Created attachment 117643 [details] serial console log of oops prior to hang
I had previously reported this in bug 154190, but that never went anywhere. This seems to be a way to reproduce that I could not previously.
well, running lock-up-the-box did lock up the box, but the NMI watchdog got a traceback of it. So it works as advertised. do your other hard lockups (_NOT_ the self-induced ones) produce any NMI watchdog output on the serial console?
(In reply to comment #3) > well, running lock-up-the-box did lock up the box, but the NMI watchdog got a > traceback of it. So it works as advertised. Ok. thought it was going to dump me into the debugger or something. So the behavior is to dump some info, then hang, correct? > > do your other hard lockups (_NOT_ the self-induced ones) produce any NMI > watchdog output on the serial console? Yes and no. :) Did save one on the laptop that got re-installed. Will attempt another capture. One other odd point with no hard data to back it up: the fails seem to come in clusters: I can run 2 weeks or so, and then suddenly, for a day or two, things jump the track continiously. I may get 4 or 5 lockups back to back to back. Then it goes away for a coupla weeks. This happened on Monday of this week (2005-09-12) again. Hm. I see that this was about 30 days ago when this was opened.... Yes, we can leave this in needinfo until I get a chance to bang on a system with serial console attached and logging. Just that these systems are my workstations, and the boss is rather demanding. :)

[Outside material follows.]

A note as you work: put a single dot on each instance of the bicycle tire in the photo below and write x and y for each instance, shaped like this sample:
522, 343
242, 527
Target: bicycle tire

Good news and bad news. The good news is that the hang is 100% reproducible with a few seconds. Fire up gmplayer on your fav video, and start moving the window around with the mouse. It will hang in 10-15 seconds. Bad news is that there is no backtrace.

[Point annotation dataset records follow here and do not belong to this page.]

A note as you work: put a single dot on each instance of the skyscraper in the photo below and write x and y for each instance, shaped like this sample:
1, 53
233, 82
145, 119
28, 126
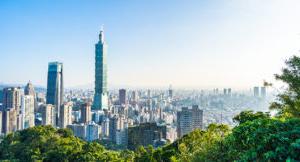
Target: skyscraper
29, 90
65, 115
101, 93
189, 119
86, 113
0, 123
55, 87
256, 91
48, 112
263, 92
11, 117
12, 98
122, 96
27, 111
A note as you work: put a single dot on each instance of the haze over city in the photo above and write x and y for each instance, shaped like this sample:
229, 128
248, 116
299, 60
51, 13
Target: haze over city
150, 43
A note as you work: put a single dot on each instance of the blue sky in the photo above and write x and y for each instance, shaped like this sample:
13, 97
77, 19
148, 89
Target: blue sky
213, 43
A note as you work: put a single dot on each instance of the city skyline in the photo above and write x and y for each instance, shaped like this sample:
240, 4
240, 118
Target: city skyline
224, 49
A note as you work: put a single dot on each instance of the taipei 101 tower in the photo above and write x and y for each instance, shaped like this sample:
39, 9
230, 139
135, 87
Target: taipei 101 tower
101, 92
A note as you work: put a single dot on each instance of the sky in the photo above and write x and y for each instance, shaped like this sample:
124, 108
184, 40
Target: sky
190, 43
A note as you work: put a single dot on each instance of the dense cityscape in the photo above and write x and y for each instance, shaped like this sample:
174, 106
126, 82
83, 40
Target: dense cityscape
122, 118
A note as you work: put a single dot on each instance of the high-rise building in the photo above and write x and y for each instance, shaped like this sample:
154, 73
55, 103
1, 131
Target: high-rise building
197, 117
263, 92
101, 92
9, 121
79, 130
65, 115
145, 134
170, 92
48, 117
29, 90
256, 91
92, 131
12, 98
188, 120
105, 127
27, 111
55, 88
86, 112
0, 123
11, 109
134, 97
122, 96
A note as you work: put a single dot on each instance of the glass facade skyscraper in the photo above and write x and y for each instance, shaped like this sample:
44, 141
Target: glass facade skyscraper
101, 92
55, 87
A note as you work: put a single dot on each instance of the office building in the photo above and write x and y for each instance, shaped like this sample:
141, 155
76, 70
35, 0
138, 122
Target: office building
92, 131
65, 115
79, 130
263, 92
55, 88
170, 92
145, 134
27, 111
188, 120
9, 120
101, 92
122, 96
0, 123
48, 115
12, 98
256, 91
197, 117
29, 90
86, 112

One other comment, the hang almost always involves the graphical subsys. It has happened when switching between desktops, and raising and lowering something like firefox when trying to peek at a partially obscured window. On other similar systems without graphics, have never observed it. In comment 5, I let the system sit after the last hang for ~30 minutes before giving up.
This is a mass-update to all currently open Fedora Core 3 kernel bugs. Fedora Core 3 support has transitioned to the Fedora Legacy project. Due to the limited resources of this project, typically only updates for new security issues are released. As this bug isn't security related, it has been migrated to a Fedora Core 4 bug. Please upgrade to this newer release, and test if this bug is still present there. This bug has been placed in NEEDINFO_REPORTER state. Due to the large volume of inactive bugs in bugzilla, if this bug is still in this state in two weeks time, it will be closed. Should this bug still be relevant after this period, the reporter can reopen the bug at any time. Any other users on the Cc: list of this bug can request that the bug be reopened by adding a comment to the bug. Thank you.

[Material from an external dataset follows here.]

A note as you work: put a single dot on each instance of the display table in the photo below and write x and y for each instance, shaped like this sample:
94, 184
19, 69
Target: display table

This is a mass-update to all currently open kernel bugs. A new kernel update has been released (Version: 2.6.15-1.1830_FC4) based upon a new upstream kernel release. Please retest against this new kernel, as a large number of patches go into each upstream release, possibly including changes that may address this problem. This bug has been placed in NEEDINFO_REPORTER state. Due to the large volume of inactive bugs in bugzilla, if this bug is still in this state in two weeks time, it will be closed. Should this bug still be relevant after this period, the reporter can reopen the bug at any time. Any other users on the Cc: list of this bug can request that the bug be reopened by adding a comment to the bug. If this bug is a problem preventing you from installing the release this version is filed against, please see bug 169613. Thank you.
Closing per previous comment.